Agnes memarkirkan mobil di pinggir jalan dekat jongko es kelapa muda.


"Ayo kita turun! Kamu kebanyakan mikir yang kamu sendiripun tidak tahu apa permasalahannya.Kamu butuh ketenangan". Ajak Agnes sambil berlalu menuju jongko es kelapa muda dan memesan 2 porsi es kelapa muda.


Brian keluar dari mobil mengikuti ajakan Agnes dan duduk di kursi di bawah pohon rindang di suguhi pemandangan bibir pantai yang indah.Suara ombak berdeburan silih berganti ditambah angin sepoi-sepoi menyejukan teriknya matahari.

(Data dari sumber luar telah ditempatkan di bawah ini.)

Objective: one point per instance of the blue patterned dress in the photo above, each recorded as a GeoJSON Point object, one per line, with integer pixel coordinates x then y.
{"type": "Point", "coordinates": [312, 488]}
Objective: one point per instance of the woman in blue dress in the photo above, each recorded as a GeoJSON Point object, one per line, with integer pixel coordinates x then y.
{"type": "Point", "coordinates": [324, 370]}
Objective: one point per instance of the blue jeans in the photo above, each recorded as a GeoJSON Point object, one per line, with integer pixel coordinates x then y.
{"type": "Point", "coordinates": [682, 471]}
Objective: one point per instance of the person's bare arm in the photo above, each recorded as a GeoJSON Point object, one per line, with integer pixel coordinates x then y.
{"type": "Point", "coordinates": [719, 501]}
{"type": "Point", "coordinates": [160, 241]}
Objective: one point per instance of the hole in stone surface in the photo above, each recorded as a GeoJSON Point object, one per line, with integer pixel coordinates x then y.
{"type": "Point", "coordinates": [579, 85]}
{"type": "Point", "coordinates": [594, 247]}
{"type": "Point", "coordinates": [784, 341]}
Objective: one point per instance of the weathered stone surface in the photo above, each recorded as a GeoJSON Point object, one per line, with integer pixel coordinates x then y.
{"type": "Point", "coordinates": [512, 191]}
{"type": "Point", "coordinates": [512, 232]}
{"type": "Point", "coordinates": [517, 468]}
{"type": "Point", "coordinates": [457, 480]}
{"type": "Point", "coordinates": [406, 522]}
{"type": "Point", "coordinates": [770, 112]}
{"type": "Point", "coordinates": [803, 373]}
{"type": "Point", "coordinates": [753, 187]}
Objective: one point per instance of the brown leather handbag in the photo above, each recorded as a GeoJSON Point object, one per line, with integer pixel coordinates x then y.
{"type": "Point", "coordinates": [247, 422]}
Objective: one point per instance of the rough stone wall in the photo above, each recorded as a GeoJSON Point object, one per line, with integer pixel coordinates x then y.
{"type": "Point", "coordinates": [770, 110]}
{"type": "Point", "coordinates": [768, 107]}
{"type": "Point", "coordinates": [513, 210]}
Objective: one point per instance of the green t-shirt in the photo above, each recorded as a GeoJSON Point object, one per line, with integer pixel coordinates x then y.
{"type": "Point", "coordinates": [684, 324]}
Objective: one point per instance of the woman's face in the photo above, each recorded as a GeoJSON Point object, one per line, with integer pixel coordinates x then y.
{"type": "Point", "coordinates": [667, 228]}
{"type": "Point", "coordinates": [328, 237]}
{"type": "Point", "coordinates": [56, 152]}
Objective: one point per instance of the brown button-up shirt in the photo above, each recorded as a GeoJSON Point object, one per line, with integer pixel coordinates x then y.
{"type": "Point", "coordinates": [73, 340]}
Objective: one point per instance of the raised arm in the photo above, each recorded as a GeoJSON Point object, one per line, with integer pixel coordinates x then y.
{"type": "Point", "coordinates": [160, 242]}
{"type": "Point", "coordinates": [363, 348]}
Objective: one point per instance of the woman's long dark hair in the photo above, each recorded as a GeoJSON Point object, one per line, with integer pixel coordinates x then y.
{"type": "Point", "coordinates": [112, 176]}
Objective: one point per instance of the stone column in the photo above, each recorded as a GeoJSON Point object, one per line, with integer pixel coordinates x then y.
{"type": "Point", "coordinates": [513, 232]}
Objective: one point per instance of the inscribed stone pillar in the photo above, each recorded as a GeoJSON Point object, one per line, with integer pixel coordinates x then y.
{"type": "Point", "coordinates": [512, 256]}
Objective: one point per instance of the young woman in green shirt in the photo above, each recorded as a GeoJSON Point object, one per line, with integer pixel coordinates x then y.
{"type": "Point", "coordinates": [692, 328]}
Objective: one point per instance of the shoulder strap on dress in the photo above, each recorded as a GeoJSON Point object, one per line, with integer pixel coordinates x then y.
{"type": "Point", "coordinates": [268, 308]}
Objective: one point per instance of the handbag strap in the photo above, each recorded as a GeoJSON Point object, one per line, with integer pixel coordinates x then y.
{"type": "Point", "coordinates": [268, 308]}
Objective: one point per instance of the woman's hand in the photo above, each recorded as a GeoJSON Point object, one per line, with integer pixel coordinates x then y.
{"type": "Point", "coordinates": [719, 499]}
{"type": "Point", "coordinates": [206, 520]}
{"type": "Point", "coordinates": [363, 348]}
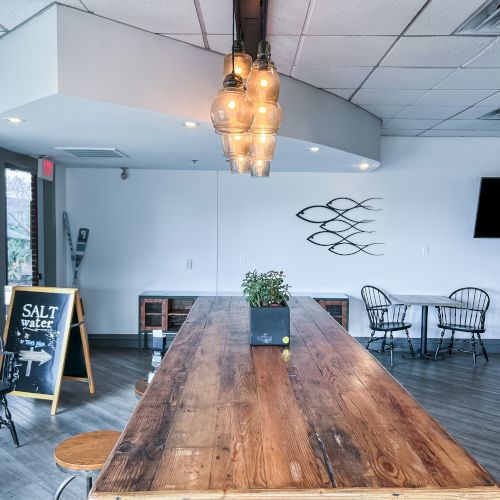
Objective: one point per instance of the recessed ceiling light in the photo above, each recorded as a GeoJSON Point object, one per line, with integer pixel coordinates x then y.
{"type": "Point", "coordinates": [14, 119]}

" Ini untuk mu! " .Agnes menyodorkan mangkus es kelapa muda kepada Brian.


"Terima kasih!". Jawab Brian segera mengambil mangkuk es itu.


"Sama-sama".Jawab Agnes sambil menyuapkan es kelapa muda segar itu.


Mereka berdua fokus untuk menghabiskan porsi es kelapa muda masing-masing tanpa berbincang.Setelah es kelapa muda habis Brian membayar 2 porsi es kelapa muda dan bergegas masuk ke mobil dengan suasana lebih santai.


Agnes segera mengikuti Brian membiarkan dia mengemudi karena Agnes pikir suasana hati Brian sudah mulai membaik.


Brian menghidupkan mesin dan melajukan kemudi.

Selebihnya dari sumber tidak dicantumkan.